I’m sincerely sorry about what happened to your relative, afterhoursarmory.
I had a legitimate duty of training with demo for a few years—mostly materials that were very stable and efficient. Yes, black powder can be very dangerous. Depends on what’s done with it. It’s relatively very bulky, smoky, dirty, flashy stuff, too.
And oh, yeah, BenLurkin, if in any kind of container (a building, for example), it can make a big blast, and with fairly flammable materials around, a fire. Black powder was notorious for unintentional, incidental fires in a few battles in the 1800s.
Black powder can also work very nicely and surprisingly accurately in a well built muzzle loader or even a cartridge similar to what was originally made for it. I’m too lazy to do all of that cleaning afterwards, though. ;-)

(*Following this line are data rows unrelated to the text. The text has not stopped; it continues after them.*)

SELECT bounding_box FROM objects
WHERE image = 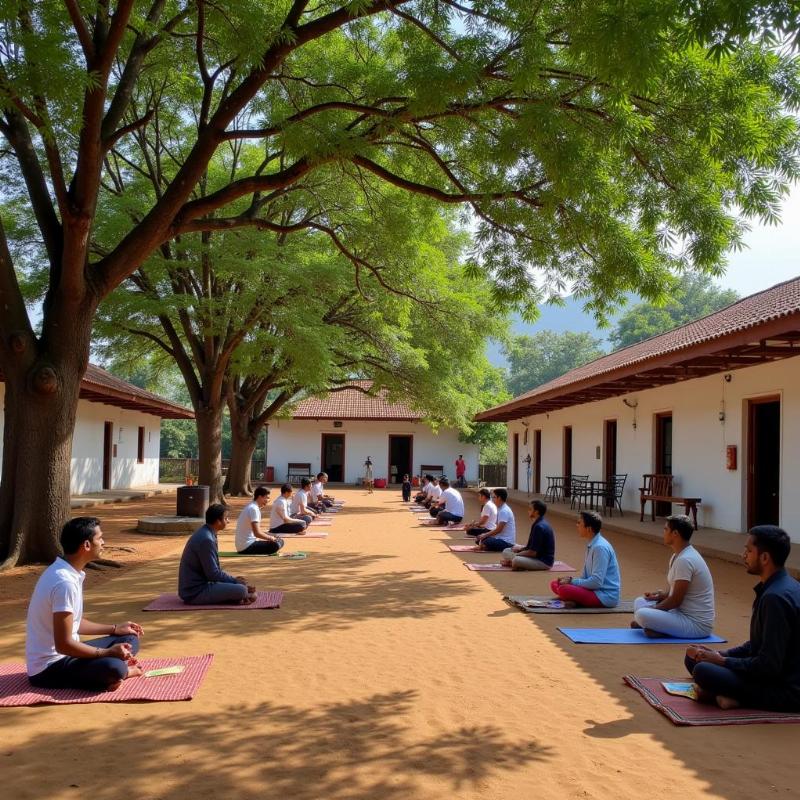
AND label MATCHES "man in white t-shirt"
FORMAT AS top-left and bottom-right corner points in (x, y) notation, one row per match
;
(465, 488), (497, 537)
(431, 478), (465, 525)
(270, 484), (307, 534)
(236, 486), (285, 554)
(424, 478), (442, 509)
(26, 517), (144, 690)
(475, 488), (516, 551)
(290, 478), (316, 525)
(414, 475), (432, 504)
(633, 514), (715, 638)
(311, 472), (335, 509)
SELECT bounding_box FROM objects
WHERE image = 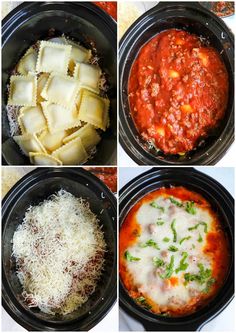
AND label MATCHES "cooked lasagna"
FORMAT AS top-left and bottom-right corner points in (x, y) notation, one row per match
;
(119, 187), (229, 316)
(12, 190), (106, 315)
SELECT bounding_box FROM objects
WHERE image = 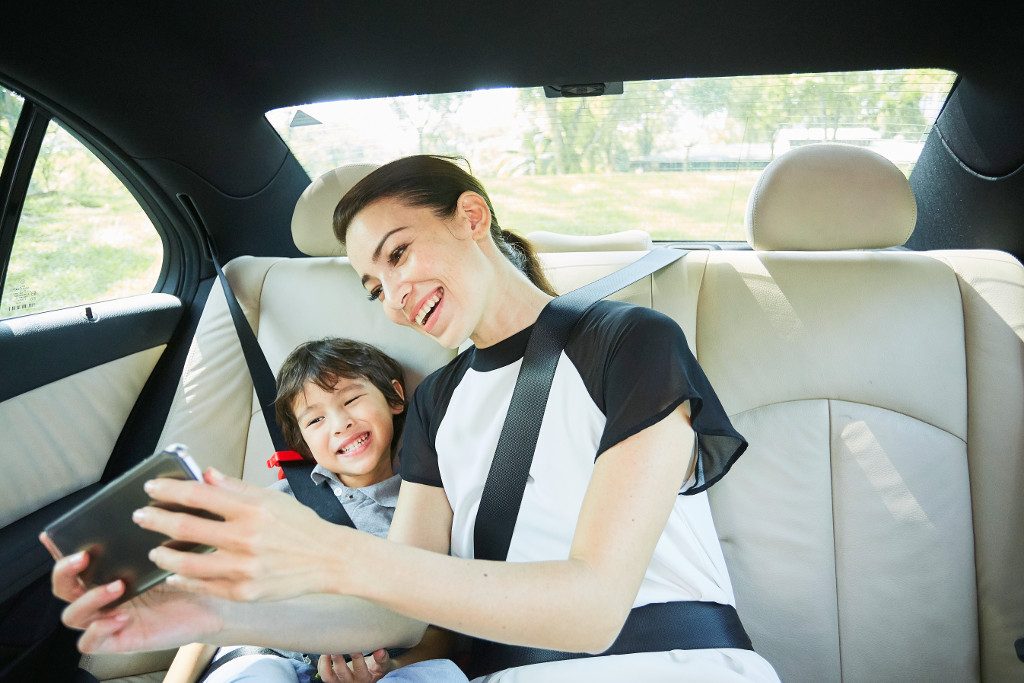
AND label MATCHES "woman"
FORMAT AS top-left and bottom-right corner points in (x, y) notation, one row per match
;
(52, 155), (779, 682)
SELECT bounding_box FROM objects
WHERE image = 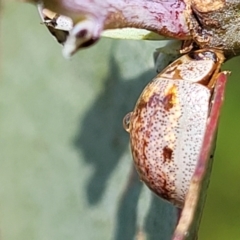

“Im too lazy to do all of that cleaning afterwards, though. “
I hear ya. I own several BP weapons ranging from .32 to .58 caliber. The 58 shoots a 600 gr civil war replica projectile. My favorite is my Walker. I know I should not do this, but just cannot help it. I load each hole in the cylinder level full with 3F, then force the ball into the chamber until flush. Talk about kick, talk about bang. This of course causes the loading lever to come loose and fall down, which the gun was notorious for in the first place. It’s fairly accurate when reasonably loaded, with good projectile penetration.
IMO to do a good job of cleaning, it takes a minimum of 1/2 hour per weapon. The frontiersman did not have that luxury, probably did not have time to run an animal lard patch through it. To replicate this, I have purposely left some of mine uncleaned for months. As long as they stay dry, rust does not set up.